Właściciel auta Mikołaj Englert twierdzi, że powodem aktu wandalizmu było pozostawienie przez niego kartki za szybą samochodu, który zajął jego prywatne miejsce parkingowe. Sprawę zgłosił policji.
Choć od tego zdarzenia minęło kilka dni, pan Mikołaj nie może o nim mówić bez emocji.
Chciało mi się płakać naprawdę, bo te trzy elementy do wymiany to podejrzewam, że to jest koszt 15-30 tysięcy na pewno.

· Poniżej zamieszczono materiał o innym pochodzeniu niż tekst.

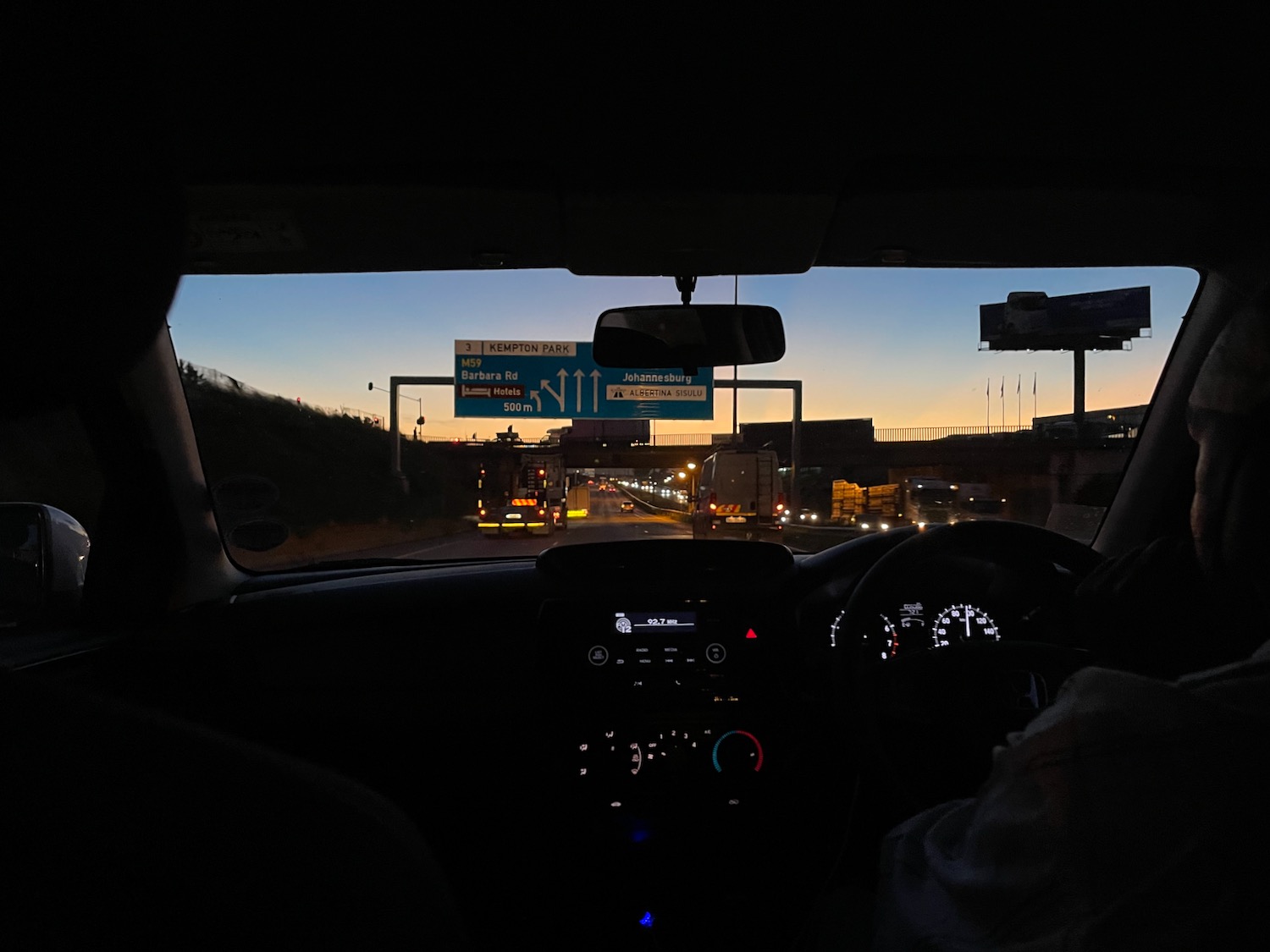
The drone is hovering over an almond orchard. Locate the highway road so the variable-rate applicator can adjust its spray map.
[356,490,693,560]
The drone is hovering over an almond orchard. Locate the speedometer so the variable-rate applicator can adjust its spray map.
[935,604,1001,647]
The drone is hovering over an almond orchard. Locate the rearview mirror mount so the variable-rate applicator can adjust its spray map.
[591,305,785,368]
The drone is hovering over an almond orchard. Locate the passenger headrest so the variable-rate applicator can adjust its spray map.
[1190,305,1270,415]
[1189,304,1270,589]
[0,21,185,415]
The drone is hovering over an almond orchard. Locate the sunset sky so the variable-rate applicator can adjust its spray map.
[169,268,1198,438]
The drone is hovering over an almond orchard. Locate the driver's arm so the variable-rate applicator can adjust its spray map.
[875,660,1270,949]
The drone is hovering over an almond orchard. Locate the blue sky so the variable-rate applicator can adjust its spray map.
[169,268,1198,437]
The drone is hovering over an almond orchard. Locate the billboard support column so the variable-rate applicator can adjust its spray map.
[1072,348,1085,437]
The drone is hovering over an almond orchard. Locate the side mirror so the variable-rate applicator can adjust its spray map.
[0,503,89,627]
[591,305,785,368]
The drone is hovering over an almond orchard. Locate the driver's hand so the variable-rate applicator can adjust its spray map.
[1074,536,1256,680]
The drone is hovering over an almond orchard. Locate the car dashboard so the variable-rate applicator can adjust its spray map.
[36,535,1092,949]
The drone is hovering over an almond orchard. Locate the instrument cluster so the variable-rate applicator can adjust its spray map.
[830,602,1001,662]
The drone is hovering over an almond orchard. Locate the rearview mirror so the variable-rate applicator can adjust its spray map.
[591,305,785,368]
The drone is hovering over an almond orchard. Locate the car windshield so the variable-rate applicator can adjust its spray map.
[169,268,1198,571]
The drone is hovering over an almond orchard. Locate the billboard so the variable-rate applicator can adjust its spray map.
[980,287,1151,350]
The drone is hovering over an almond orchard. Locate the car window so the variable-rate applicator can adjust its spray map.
[170,268,1198,570]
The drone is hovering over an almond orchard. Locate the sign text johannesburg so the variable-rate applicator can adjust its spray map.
[455,340,714,421]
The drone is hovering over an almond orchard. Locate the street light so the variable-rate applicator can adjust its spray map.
[366,381,423,426]
[677,464,698,509]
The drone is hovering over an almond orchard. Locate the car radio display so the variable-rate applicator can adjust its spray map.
[614,612,698,635]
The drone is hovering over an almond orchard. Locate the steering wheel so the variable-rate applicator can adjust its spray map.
[835,520,1102,809]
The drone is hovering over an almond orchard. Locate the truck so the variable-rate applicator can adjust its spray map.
[830,476,1006,532]
[566,484,591,520]
[693,449,785,538]
[957,482,1006,522]
[830,480,904,532]
[477,454,569,536]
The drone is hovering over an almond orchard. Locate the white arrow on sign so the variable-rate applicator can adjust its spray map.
[538,367,569,413]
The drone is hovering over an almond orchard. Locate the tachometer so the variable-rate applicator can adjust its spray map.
[935,604,1001,647]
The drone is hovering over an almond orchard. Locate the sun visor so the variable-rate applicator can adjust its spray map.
[0,178,185,416]
[564,190,835,277]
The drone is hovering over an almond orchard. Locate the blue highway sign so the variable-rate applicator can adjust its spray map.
[455,340,714,421]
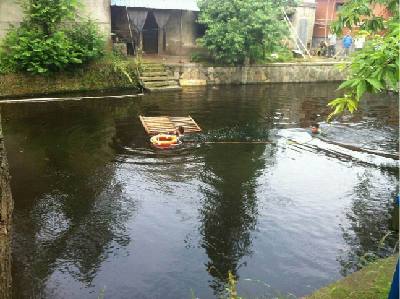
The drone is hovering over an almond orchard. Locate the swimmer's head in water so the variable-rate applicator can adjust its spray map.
[311,123,319,134]
[176,126,185,135]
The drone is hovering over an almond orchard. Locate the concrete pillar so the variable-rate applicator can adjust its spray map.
[158,27,165,55]
[292,0,316,46]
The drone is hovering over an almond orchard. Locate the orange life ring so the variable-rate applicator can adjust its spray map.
[150,134,179,148]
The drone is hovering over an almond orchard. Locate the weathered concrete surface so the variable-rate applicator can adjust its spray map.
[292,0,316,46]
[0,113,13,299]
[0,0,111,39]
[0,59,140,98]
[167,62,345,86]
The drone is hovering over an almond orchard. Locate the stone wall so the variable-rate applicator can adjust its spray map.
[0,113,13,299]
[167,62,345,86]
[0,59,141,98]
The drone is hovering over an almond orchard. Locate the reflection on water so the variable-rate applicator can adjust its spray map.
[2,84,398,298]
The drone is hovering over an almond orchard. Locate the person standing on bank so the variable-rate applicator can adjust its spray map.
[354,35,365,51]
[343,33,353,57]
[328,32,336,57]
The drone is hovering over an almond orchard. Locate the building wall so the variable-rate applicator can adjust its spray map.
[292,0,316,46]
[314,0,345,38]
[0,0,111,39]
[165,11,197,55]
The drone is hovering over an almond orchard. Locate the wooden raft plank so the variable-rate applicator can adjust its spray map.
[139,115,201,135]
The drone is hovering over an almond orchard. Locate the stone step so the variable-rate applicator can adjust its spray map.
[144,81,178,88]
[141,64,165,71]
[140,75,175,82]
[140,71,168,77]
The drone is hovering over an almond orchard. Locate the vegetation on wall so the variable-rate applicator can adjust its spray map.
[198,0,294,65]
[329,0,400,118]
[0,0,104,74]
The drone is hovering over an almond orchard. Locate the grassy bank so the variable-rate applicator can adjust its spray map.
[303,256,397,299]
[0,58,140,97]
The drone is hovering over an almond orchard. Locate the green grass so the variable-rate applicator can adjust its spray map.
[0,56,140,98]
[303,256,397,299]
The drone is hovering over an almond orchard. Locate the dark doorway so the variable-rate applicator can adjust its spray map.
[143,12,158,54]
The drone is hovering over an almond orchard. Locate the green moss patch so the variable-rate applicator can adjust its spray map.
[0,59,140,97]
[303,256,397,299]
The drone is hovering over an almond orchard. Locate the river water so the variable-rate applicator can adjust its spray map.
[1,84,399,299]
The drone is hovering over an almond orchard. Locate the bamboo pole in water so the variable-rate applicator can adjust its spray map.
[0,113,14,299]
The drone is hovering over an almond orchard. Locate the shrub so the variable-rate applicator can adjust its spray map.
[0,0,104,74]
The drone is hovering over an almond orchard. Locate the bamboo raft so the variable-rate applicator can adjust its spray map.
[139,115,201,135]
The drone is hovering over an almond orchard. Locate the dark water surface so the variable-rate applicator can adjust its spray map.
[1,84,399,299]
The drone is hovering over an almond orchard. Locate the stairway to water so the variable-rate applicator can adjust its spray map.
[140,62,182,92]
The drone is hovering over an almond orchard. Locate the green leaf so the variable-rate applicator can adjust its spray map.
[356,80,367,101]
[366,78,383,90]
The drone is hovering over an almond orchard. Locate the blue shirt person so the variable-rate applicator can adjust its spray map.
[343,34,353,56]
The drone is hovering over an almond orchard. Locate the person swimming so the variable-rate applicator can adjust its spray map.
[311,123,321,135]
[175,126,185,142]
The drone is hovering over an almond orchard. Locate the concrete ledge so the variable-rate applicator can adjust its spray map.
[166,61,346,86]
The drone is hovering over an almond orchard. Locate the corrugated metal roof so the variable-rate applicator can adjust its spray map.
[111,0,199,11]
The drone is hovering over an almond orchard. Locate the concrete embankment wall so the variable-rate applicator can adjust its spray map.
[167,62,345,86]
[0,61,140,98]
[0,113,13,299]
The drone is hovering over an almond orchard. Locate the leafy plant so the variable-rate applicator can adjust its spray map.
[199,0,293,65]
[0,0,104,74]
[328,0,400,119]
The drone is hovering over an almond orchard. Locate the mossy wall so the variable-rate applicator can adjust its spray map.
[0,61,140,97]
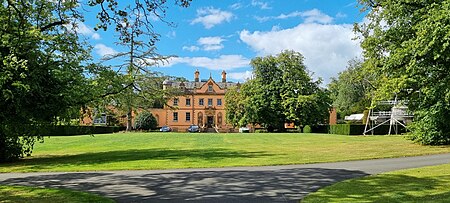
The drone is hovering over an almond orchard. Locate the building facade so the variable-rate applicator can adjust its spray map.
[151,70,239,132]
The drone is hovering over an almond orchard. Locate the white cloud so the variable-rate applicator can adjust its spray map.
[191,7,233,29]
[251,0,272,10]
[65,21,101,40]
[240,23,362,83]
[166,30,177,39]
[94,44,118,57]
[197,37,224,51]
[227,71,253,81]
[161,55,250,70]
[255,9,333,24]
[183,37,225,52]
[92,33,101,40]
[183,46,200,52]
[302,9,333,24]
[230,3,242,10]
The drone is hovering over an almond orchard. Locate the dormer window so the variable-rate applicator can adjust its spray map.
[208,85,213,92]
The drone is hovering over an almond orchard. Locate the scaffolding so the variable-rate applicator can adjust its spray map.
[363,96,414,135]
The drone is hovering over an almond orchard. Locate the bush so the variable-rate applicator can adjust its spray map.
[311,125,330,133]
[303,125,312,133]
[40,125,124,136]
[135,112,158,130]
[410,109,450,145]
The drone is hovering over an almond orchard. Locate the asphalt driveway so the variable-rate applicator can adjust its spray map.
[0,153,450,203]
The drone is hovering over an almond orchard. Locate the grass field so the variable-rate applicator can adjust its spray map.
[302,164,450,203]
[0,185,114,203]
[0,133,450,173]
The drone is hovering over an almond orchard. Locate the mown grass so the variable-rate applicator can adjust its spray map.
[302,164,450,203]
[0,133,450,173]
[0,185,114,203]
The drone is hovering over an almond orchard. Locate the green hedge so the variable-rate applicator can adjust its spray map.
[330,124,406,135]
[41,125,124,136]
[311,125,330,133]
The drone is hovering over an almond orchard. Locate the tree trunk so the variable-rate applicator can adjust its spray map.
[126,108,133,132]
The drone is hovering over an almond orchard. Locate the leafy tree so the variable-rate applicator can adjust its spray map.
[0,1,91,162]
[276,51,331,126]
[328,59,374,115]
[0,0,190,162]
[225,87,244,127]
[356,0,450,145]
[135,111,158,130]
[226,51,331,131]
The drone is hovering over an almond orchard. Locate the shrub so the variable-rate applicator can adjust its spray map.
[135,112,158,130]
[303,125,312,133]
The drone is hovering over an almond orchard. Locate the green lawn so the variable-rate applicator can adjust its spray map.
[0,133,450,172]
[0,185,114,203]
[302,164,450,203]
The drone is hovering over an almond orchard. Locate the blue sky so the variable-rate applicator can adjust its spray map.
[78,0,364,83]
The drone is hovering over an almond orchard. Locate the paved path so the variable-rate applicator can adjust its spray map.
[0,153,450,203]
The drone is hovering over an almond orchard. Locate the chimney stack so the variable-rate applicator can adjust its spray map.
[222,70,227,82]
[194,69,200,82]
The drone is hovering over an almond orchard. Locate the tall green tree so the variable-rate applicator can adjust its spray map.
[0,0,91,162]
[328,59,375,115]
[276,51,331,126]
[225,51,331,131]
[356,0,450,145]
[0,0,190,162]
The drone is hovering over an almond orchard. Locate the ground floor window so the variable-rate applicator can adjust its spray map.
[173,112,178,121]
[198,112,203,126]
[186,112,191,121]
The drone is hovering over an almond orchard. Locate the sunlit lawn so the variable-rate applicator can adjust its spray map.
[302,164,450,203]
[0,185,114,203]
[0,133,450,172]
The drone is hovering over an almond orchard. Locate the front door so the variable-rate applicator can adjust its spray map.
[206,116,214,128]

Pan Mikołaj wie, kto to zrobił.
Doskonale wiem, kto to był. No oczywiście mam rejestrację, mam zdjęcia tego samochodu. Nawet ktoś tam anonimowo z Facebooka pomógł mi namierzyć tego pana. Odezwałem się do niego, napisałem SMS-a do niego też, że tego tak nie zostawię.
Sprawa została zgłoszona policji i zajmuje się nią komisariat w Swarzędzu. Jak twierdzi Łukasz Paterski z biura prasowego poznańskiej policji śledczy przeprowadzili oględziny samochodu oraz zabezpieczyli ślady oraz pobliski monitoring.
To jest nowe auto, mam je 3 miesiące. 350 tysięcy zapłaciłem za ten samochód.
- tłumaczy pan Mikołaj i dodaje, że nie chce, by auto było lakierowane. Wymiana elementów to kwota rzędu 25 000 zł. Za zniszczenie mienia takiej wartości sprawca, oprócz pokrycia kosztów naprawy, może trafić za kratki nawet na 5 lat.